“I want you to learn to “struggle“. We don’t hear that very often in classrooms. It is an welcome change, especially coming from an IIT, where every wall and tree seem to ask about the last quiz score, leave alone the fellow classmates. We hold very dear the letter grades, which in the bigger scheme of things, has less value than an average piece of junk.
“I want you to learn to struggle”. The professor said, when some students wanted to leave the class,because they were getting less marks in the homework (homework is graded in these parts, unlike ours). “I don’t expect you to get full marks or solve all the problems in the assignment. The idea is to make you sweat and bleed”. For not an inch can be gained without fight, in this world. “In research, the chances of encountering failure is more than finding success”. He continued. ” I fail 99% percent of times, while solving a problem. But this leads me to 1%, where I am able to solve. I want you all to carry this , to learn to accept, struggle and grow”.
The other day, I was talking to an elderly learned man, who was asking me about, what I do and why I do it. I paused and reflected for a second. “Because I love doing it”. He chuckled, nodded his head in appreciation and said that “The problem with us is that we do things which we don’t love doing. And at the first sight of difficulty, we give up”. I being me,(always obsessed with words like “How” and “Why”, Occupational Hazard I guess) chose “How” and asked “How does one know what to do and what not to do?”.
He simply directed me to Mr Rainer Maria Rilke. “No one can advise you or help you-no one. There is only one thing you should do. Go into yourself. Find out the reason that commands you to write; see whether it has spread its roots into the very depths of your heart. Confess to yourself whether you have to die if you were forbidden to write. This most of all; ask yourself in the most silent hour of your night. Must I write?? Dig into yourself for a deep answer. And if this answer rings out in assent, if you meet this solemn question with a simple “I must”, then build your life in accordance with this necessity, your whole life, even into its humblest and most indifferent hour must become a sign and witness to this impulse”. (The word “write” has to be replaced by whatever it is, that one wants to do)
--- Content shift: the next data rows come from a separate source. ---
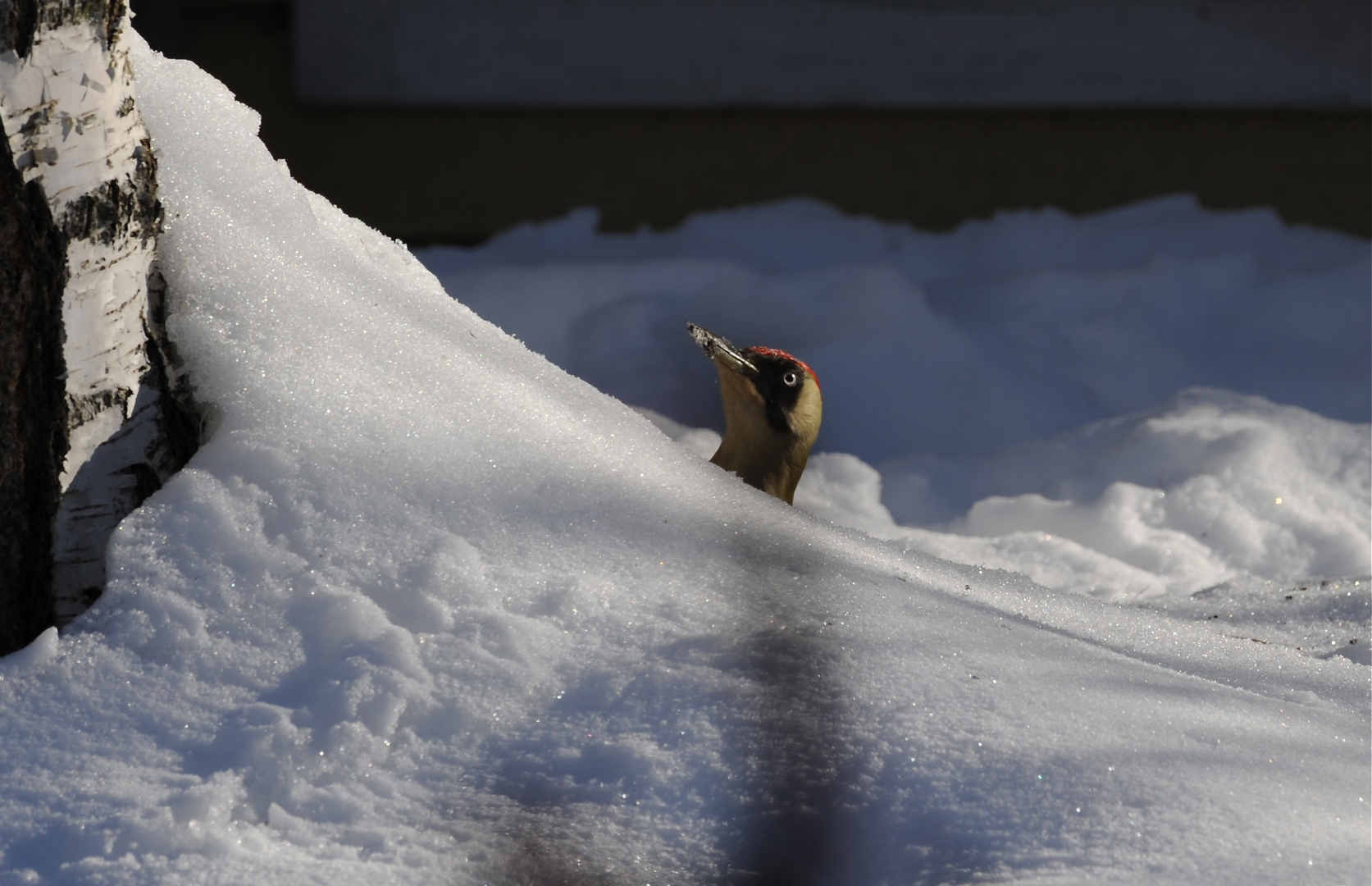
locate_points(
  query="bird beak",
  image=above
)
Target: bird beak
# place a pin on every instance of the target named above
(721, 349)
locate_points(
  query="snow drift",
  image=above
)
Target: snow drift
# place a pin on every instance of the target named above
(427, 610)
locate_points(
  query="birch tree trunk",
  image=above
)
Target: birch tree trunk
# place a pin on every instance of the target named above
(77, 151)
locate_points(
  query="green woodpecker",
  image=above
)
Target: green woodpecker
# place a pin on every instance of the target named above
(772, 413)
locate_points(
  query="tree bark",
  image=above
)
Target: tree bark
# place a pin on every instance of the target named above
(33, 409)
(75, 144)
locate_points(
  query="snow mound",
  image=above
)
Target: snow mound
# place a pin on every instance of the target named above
(1009, 330)
(427, 610)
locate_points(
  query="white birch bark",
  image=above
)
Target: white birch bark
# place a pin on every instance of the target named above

Coming back to my Professor, it is remarkable for someone of his stature to accept that “I too fail”. We were always told to look at and admire the achievements of someone great, rather than the ordeal undertaken. I wonder if we could inculcate this idea in our lives, in whatever that we do. We must learn to embrace struggle like a friend. The greatest of people have their best friend in “struggle”. Michelangelo, once said that “If people knew how hard I worked to get my mastery, it wouldn’t seem so wonderful at all”. Most of the times, we run away in fright at the very thought of “sweating”. We want everything to come, without us breaking a sweat for it. We must let go of it. We must light the fire ourselves.